Therefore, an object of the present invention is to solve the above problems, and to accurately grasp the state or change of the input signal, to implement stereo image increase and projection correction more accurately, and to make the user more convenient and versatile. It is an object of the present invention to provide a stereo implementation apparatus and method for a table lookup method.

As a means for achieving the above object, the configuration of the present invention,

A first spectrum analyzer receiving a left input and classifying each frequency domain and outputting a plurality of left outputs, a second spectrum analyzer receiving a right input and classifying each frequency domain and outputting a plurality of right outputs; A table lookup structure having a plurality of lookup tables for receiving a plurality of left outputs and a plurality of right outputs, respectively, for signal processing using a set parameter, and for outputting a plurality of left output pairs and a plurality of right output pairs, respectively. Wow,

A first adder configured to receive only left output pairs of the outputs of the plurality of lookup tables, add all of them, and output a final left output;

The second adder receives only the right output pairs among the outputs of the plurality of lookup tables, adds all of them, and outputs the final right output.

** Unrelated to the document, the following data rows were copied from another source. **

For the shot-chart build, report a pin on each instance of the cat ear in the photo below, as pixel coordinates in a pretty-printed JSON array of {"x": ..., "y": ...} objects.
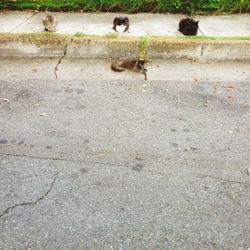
[{"x": 115, "y": 20}]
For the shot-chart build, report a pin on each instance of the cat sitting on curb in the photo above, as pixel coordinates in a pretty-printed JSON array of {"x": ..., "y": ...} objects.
[
  {"x": 121, "y": 24},
  {"x": 188, "y": 26},
  {"x": 49, "y": 22}
]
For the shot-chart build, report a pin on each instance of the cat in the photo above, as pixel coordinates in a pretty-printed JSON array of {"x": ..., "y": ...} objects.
[
  {"x": 121, "y": 24},
  {"x": 49, "y": 22},
  {"x": 135, "y": 65},
  {"x": 188, "y": 26}
]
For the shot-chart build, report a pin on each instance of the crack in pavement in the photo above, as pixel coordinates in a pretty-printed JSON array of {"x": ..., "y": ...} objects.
[
  {"x": 88, "y": 162},
  {"x": 32, "y": 202},
  {"x": 21, "y": 24},
  {"x": 124, "y": 165},
  {"x": 60, "y": 60}
]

In addition, the structure of said investigation table is

It consists of a number of cells, each cell has a number of parameters, and each output of the spectrum analyzer is converted to a logarithm number and received as a left input and a right input, and the two inputs receive a row address line and a column address line. Memory means for driving and outputting stored parameters of the corresponding cell;

Interpolation means having four interpolators for receiving the output parameters of said memory means, respectively, and interpolating them to output interpolation parameters;

A first multiplier for multiplying and outputting the left input and the output of the second interpolator,

A second multiplier for multiplying and outputting the left input and the output of the first interpolator;

A third multiplier for multiplying and outputting the right input and the output of the third interpolator,

A fourth multiplier for multiplying and outputting the right input and the output of the fourth interpolator,

A first adder that receives the outputs of the first multiplier and the third multiplier, adds them, and outputs the added multipliers;

And a second adder that receives the outputs of the second multiplier and the fourth multiplier, adds them, and outputs the sums.

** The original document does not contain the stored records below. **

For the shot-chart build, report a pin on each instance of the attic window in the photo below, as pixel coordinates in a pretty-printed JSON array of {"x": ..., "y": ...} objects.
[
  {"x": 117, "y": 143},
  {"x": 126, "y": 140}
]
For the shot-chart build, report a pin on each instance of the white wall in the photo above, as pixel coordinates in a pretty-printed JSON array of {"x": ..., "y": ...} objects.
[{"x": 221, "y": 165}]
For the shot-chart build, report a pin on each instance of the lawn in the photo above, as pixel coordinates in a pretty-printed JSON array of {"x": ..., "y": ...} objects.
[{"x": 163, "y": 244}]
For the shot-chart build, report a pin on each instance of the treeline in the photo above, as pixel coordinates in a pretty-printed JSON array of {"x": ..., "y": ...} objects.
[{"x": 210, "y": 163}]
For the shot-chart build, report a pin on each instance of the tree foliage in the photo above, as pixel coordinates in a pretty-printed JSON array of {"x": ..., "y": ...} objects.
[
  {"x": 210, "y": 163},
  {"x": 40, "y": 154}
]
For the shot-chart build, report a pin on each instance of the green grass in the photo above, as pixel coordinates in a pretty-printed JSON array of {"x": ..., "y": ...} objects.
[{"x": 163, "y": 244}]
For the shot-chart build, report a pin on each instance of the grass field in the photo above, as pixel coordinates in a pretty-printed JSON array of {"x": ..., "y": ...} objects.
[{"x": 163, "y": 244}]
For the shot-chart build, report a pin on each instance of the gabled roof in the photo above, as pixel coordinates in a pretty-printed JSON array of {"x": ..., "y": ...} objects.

And as a means for achieving the above object, another configuration of the present invention,

An input reading step of reading left input and right input which are audio input signals,

A frequency classification step of receiving the two inputs, classifying each frequency domain by a spectrum analyzer to output a plurality of right outputs and a plurality of left outputs;

A table searching step of receiving the plurality of left outputs and the plurality of right outputs, performing interpolation using parameters set in the plurality of lookup tables, and outputting a plurality of left output pairs and a plurality of right output pairs;

In the output of the table lookup step, the left output is output by adding all of the left output pairs, and the right output step is outputted by adding only the right output pairs.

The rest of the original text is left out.